Oil prices entered negative territory in afternoon trading on Monday for the first time. This means that the person selling the contract would pay the buyer to take delivery of the oil.
If the most watched oil price gauge is literally worthless, is it time to drain the oil stocks? Probably not, especially if you hold stocks that can generate enough cash to meet their obligations until the end of next year. The worst of the oil fusion will finally be over, and the world will need oil to fuel the healing of the coronavirus.
However, the demand for oil is not drying up. Futures that expire in the following months are still trading at more than $ 20 and, in some cases, more than $ 30. The restrictions on Covid-19 will eventually be relaxed and businesses and consumers will buy petroleum products again.
“Negative oil” bets apply to a very small slice of the market. The overwhelming majority of oil contracts in progress today represent bets that oil will exceed $ 20. At the start of the weekend, there were only 108,000 open contracts for May futures, up from 538,000 for June and 330,000 for July, according to the Chicago Mercantile Exchange. Most investors are betting that crude will trade at more than $ 20 by June and more than $ 30 by September. And the first-month contract for Brent crude oil, the international benchmark, stood at $ 25.57 on Monday.
Oil companies, especially in the United States, are counting. No one can still make money at prices below $ 40. There could be dozens of bankruptcies before the end of the year.
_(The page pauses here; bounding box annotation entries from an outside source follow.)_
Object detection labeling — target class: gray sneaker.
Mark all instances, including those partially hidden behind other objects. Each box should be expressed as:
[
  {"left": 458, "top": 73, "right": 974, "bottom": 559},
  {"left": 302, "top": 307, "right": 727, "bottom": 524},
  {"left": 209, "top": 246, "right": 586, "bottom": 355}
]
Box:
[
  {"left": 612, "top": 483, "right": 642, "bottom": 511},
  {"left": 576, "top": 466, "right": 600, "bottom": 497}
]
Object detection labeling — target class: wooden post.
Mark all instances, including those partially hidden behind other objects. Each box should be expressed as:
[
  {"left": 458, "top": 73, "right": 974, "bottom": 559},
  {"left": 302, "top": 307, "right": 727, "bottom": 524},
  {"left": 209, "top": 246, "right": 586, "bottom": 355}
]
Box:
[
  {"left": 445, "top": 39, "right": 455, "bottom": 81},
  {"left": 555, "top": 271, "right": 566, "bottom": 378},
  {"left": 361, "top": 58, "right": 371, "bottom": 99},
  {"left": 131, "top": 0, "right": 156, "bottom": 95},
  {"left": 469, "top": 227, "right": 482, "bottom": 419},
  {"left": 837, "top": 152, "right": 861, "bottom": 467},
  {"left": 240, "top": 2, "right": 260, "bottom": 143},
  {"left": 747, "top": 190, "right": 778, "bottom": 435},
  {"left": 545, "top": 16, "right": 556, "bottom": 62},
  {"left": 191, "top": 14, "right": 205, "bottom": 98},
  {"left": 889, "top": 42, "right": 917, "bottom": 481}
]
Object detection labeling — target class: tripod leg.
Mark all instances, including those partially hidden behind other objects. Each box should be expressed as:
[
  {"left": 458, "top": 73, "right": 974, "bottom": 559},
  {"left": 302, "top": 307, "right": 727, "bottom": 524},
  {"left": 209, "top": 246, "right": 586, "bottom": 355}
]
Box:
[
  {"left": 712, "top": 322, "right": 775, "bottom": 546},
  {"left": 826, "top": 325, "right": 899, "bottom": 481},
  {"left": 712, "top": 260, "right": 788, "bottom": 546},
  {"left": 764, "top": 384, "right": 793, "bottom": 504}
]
But companies that have managed their debt well may experience a rebound as more producers exit the market and the balance between supply and demand is restored.
“Today’s price movement gives the impression that oil is killing the kidney,” said David Winans of PGIM Fixed Income. “A very painful decision, but one that cannot last long, because the producers are cutting the wells as we speak. “
Today, the world may only need 75 million barrels of oil a day to keep the economy running. By the end of 2021, however, he will likely need 100 million barrels a day or more, and someone will have to supply all of this oil.
Among the companies well positioned to succeed in the coming years,
(CVX), which reduced capital conservation expenses. “Chevron in an environment of $ 30 a barrel Brent offers the lowest net debt / Ebitda [earnings before interest, taxes, depreciation and amortization] World Super Majors, “Goldman Sachs analyst Neil Mehta wrote last week. He evaluates the actions at Buy.
Another title that is now attracting positive attention is
(SLB), the world’s largest petroleum services company. Schlumberger has suffered from reduced corporate investment budgets. But he has enough long-term international contracts to be able to persevere in the next 18 difficult months. The company’s decision to cut its dividend on Friday gives it more cash to honor short-term debt.